Her chest hurt, and she remembered lying. She wasn't so out of it that she forgot lying. She wouldn't apologize for it. Apologies didn't suit her, and it had been the right call. If Ra's was waiting at the end of the line, blinking lights at intersections, Bruce couldn't be distracted. Hands or no hands, Ra's was Ra's, and he loomed twelve-feet tall and breathed fire. His army was shrouded in black, in shadows, and they were in every dark place. They lived behind her eyes, and how could Bruce afford to be distracted? She wouldn't be a liability, and that thought echoed in her mind, louder than her fears.
The bottle in her pocket didn't jangle anymore. Empty of little circles that brought momentary peace, and that last shot of adrenaline, outside the loft and after the hands (because she couldn't sleep, she couldn't, he was following), made her feel like there were ants in her veins. She scratched, but they didn't leave.

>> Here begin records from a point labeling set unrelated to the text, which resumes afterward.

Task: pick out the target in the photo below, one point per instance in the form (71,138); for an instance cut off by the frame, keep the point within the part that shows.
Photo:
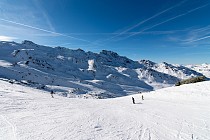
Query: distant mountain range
(76,73)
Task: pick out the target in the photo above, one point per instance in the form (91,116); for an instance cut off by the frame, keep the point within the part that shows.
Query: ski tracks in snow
(11,130)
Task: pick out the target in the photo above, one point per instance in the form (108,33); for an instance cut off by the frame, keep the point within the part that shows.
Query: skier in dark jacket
(52,93)
(133,100)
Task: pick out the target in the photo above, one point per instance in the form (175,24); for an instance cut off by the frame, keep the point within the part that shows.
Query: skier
(52,93)
(133,100)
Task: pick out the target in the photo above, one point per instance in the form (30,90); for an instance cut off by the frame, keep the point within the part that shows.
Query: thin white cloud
(7,38)
(146,20)
(175,17)
(199,39)
(45,15)
(44,30)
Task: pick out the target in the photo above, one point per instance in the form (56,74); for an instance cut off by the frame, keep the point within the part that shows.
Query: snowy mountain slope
(78,73)
(176,113)
(203,68)
(178,71)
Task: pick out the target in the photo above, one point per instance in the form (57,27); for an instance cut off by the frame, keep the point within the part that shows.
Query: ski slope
(175,113)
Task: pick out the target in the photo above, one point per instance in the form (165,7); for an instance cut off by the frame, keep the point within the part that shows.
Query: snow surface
(203,68)
(175,113)
(73,73)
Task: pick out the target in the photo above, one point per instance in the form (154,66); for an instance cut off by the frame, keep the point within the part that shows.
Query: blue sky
(174,31)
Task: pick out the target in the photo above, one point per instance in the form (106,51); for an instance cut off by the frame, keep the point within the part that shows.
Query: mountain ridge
(75,73)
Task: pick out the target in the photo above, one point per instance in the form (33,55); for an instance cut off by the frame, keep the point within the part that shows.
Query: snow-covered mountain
(174,113)
(203,68)
(74,73)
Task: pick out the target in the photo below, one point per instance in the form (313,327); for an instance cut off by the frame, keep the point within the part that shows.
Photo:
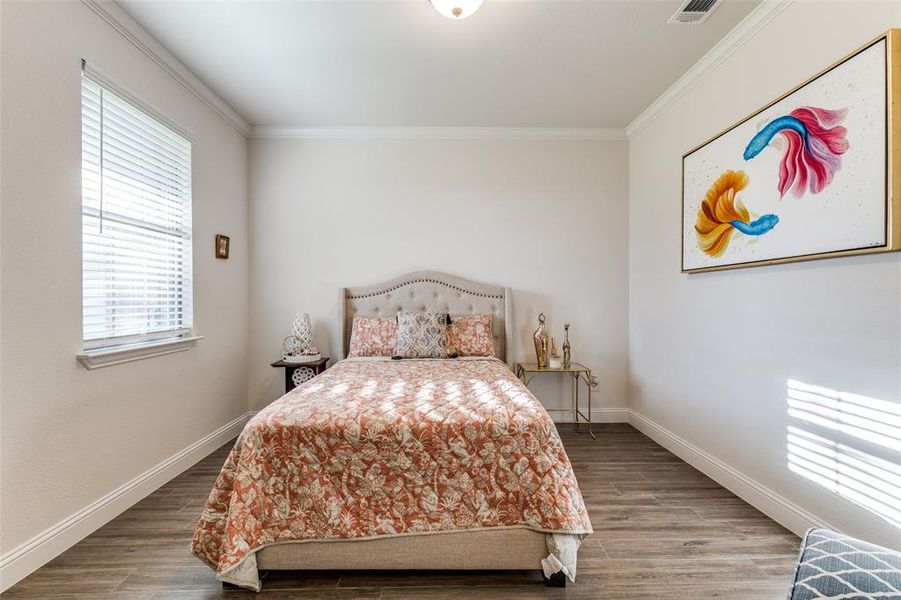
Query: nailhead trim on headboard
(444,283)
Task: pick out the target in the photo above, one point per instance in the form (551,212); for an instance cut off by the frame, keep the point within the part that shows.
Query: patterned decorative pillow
(833,565)
(421,335)
(373,336)
(470,335)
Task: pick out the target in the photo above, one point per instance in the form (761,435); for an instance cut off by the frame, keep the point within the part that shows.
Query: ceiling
(398,63)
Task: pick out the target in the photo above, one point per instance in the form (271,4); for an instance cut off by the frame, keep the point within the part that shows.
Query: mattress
(375,449)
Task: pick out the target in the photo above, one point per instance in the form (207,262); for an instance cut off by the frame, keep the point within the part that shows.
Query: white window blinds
(136,222)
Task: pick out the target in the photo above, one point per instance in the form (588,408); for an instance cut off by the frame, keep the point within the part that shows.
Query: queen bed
(400,464)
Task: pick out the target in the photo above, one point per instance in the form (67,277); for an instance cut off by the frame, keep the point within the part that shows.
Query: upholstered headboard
(430,291)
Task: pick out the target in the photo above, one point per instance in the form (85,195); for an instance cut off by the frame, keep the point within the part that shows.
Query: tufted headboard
(430,291)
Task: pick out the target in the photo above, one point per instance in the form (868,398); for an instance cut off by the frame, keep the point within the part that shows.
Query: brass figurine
(540,338)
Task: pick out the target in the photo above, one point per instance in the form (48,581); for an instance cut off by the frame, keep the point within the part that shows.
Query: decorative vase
(302,331)
(541,342)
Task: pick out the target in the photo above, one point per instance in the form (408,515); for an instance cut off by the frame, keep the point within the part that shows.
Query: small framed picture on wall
(222,243)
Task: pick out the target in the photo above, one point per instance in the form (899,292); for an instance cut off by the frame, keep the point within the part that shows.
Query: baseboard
(44,547)
(780,509)
(598,415)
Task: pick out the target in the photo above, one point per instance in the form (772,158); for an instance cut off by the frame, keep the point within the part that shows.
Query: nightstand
(527,371)
(297,373)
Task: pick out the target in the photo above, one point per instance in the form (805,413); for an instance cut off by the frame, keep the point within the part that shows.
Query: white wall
(547,218)
(711,354)
(70,436)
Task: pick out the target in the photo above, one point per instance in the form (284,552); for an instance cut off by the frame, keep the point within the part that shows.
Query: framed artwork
(814,174)
(222,243)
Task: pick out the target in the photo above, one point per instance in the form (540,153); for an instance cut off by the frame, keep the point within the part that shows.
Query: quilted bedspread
(375,448)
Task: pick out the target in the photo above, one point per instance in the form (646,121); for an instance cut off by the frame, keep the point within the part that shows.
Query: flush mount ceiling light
(456,9)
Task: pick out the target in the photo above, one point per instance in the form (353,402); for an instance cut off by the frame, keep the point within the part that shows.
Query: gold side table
(527,371)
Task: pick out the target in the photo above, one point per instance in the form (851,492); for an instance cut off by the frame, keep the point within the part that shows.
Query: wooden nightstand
(297,373)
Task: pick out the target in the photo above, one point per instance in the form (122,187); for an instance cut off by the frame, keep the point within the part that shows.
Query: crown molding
(435,133)
(137,36)
(756,20)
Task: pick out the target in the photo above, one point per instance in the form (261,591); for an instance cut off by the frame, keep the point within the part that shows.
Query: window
(136,222)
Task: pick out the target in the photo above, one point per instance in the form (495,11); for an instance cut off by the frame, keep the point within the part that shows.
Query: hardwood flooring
(662,530)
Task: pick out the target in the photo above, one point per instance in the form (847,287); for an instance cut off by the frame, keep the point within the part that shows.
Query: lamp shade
(456,9)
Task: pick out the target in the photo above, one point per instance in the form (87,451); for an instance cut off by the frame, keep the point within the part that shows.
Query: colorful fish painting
(813,142)
(722,213)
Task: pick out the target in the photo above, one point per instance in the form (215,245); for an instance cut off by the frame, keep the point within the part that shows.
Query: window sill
(107,357)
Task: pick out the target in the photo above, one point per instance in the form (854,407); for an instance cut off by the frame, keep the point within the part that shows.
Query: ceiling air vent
(694,12)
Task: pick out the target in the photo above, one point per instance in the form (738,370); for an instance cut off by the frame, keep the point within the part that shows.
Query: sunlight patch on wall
(869,419)
(866,480)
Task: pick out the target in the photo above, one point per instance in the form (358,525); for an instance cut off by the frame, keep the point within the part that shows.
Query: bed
(400,464)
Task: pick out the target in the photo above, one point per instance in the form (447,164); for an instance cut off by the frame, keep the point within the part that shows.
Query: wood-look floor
(662,530)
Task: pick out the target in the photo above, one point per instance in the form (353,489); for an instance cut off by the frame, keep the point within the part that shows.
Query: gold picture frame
(892,243)
(222,246)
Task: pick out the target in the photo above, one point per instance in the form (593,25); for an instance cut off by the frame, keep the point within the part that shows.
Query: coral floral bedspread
(375,448)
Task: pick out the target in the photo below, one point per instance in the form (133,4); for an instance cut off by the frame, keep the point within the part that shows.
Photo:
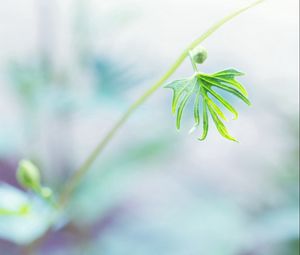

Candles flickered in windows, and it was quiet in Robinson Park. No power there yet, not now, but the surrounding neighborhoods had come to life earlier. She'd watched out the windows and watched, and it had been like Christmas lights hung on houses. She wondered what that would be like, Christmas lights, a tree, presents and normalcy. She wondered, but all she could imagine were bright silver ribbons, red paper, and hands inside. Hands and hands and hands, all in boxes beneath a tree.
Hands.
The night was warm, still holding onto summer, and her lounge pants and tanktop were thin enough to keep her cool. Bare feet, and her arms were branches of scratch-red. She had her comm, because she wasn't so out of it that she forgot. If someone looked and she didn't answer? They'd waste time trying to find her. They couldn't waste time. Every single person they had needed to go after Ra's. Every single one. Or they'd fail, because the shadows were everywhere. She could see them.
She headed toward the light, away from the loft, and she knew the hands didn't mean Ra's knew where she lived. Safe. The loft was safe, but the hands were there, and she didn't want Ra's finding it. So she'd left, box upended and hands bleeding and rotting on the kitchen floor. The door wasn't locked, ajar, but Eddie's security would slide into place if she didn't close the door. Safe. The loft was safe, and her moving far, far, far away made it safer from the hands and the shadows that were chasing her, and she didn't want them there.
It was habit, the East End. Habit and her youth, Crime Alley as the backdrop of her life. There were lights there, scattered, and she had the momentary thought that she should go to the clinic. But, no, no it was safe there. There were women and girls and there couldn't be hands, not there.
She just needed somewhere to hide, somewhere to ride out the panic. Somewhere without shadows, and that led her to an old Egorovs brothel. Familiarity, and things were restored enough that the place was in business. She knew the pimp's father, and he let her in, no questions asked. She wasn't the Cat, not just then. She was Селайна, and that was all.
Hands.
She blinked them away, and they stopped reaching for her from the doors in the narrow hall. The backroom was filled with women, sardines in a can, and there were too many of them for shadows. They spoke the language of her youth, and there was no way Ra's was coming here.
She found a corner, mattress on the floor and her back to the wall. No shadows, nothing that moved when she wasn't looking. Everyone's hands were where they should be. She tried not to blink. She tried to keep the shadows from moving behind her eyelids. Safe. It was safe here, and she'd made the right choice.
Now, she'd wait. It would pass. It would. Like zombies. Like Crane. Like every panic attack before this, this too would pass.